Current fall messages have negative connotations associated with them and could be seen as limiting or disregarding older adults. The interests and needs of older adults should be a central focus when working on fall prevention. Health care providers can work to keep the needs of older adults as the primary emphasis of their service by seeing, hearing, interacting, and treating each individual as the unique person they are. For fall prevention to be successful, it is essential to consider the personal narratives of the individuals that it targets [40].
Approaches to fall prevention often lack insight into the populations they serve, which greatly impacts their effectiveness. Ineffective evidence-based fall interventions divert and waste resources and may negatively impact older adults by worsening health outcomes and increasing fall rates. Continued efforts and collaboration are needed between health care professionals and older adults to help test preventative fall measures and interventions and modify unfavorable beliefs, providing individualized support that could help advance evidence bases and increase validity.
This research indicated that a resurgence of complex developmental stages continues to reoccur in later life. Changes in health facilitated the confrontations of previous developmental stages as older adults worked to confront challenges to their autonomy. The findings of this study may be useful to psychologists working in healthcare sectors as psychologists have increased opportunities to promote behaviorally oriented healthcare approaches [41]. Therefore, psychologists may use this information to advocate positive health behaviors, alter maladaptive behaviors, and promote enhanced community involvement and interactions.

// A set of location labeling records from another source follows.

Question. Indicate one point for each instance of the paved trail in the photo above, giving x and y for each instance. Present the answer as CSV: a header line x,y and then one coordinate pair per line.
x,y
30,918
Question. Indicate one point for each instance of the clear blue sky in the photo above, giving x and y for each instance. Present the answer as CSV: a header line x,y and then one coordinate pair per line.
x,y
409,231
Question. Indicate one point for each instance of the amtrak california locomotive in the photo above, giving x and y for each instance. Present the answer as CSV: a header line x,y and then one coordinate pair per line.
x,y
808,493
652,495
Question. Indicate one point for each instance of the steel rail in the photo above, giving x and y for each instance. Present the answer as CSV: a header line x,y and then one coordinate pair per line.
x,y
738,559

This study provided tentative and initial findings that older adults negatively perceive high fall risk labels that challenge their identity. Increased research will continue to be needed exploring how older adults retain a sense of identity despite a variety of mental and physical challenges that research has shown older adults face [42]. Hospitalization and subsequent fall risk labeling may be promoting a shift in the young-old to face identity issues associated with the old-old as the young-old confront complex illnesses and declines in mental and physical.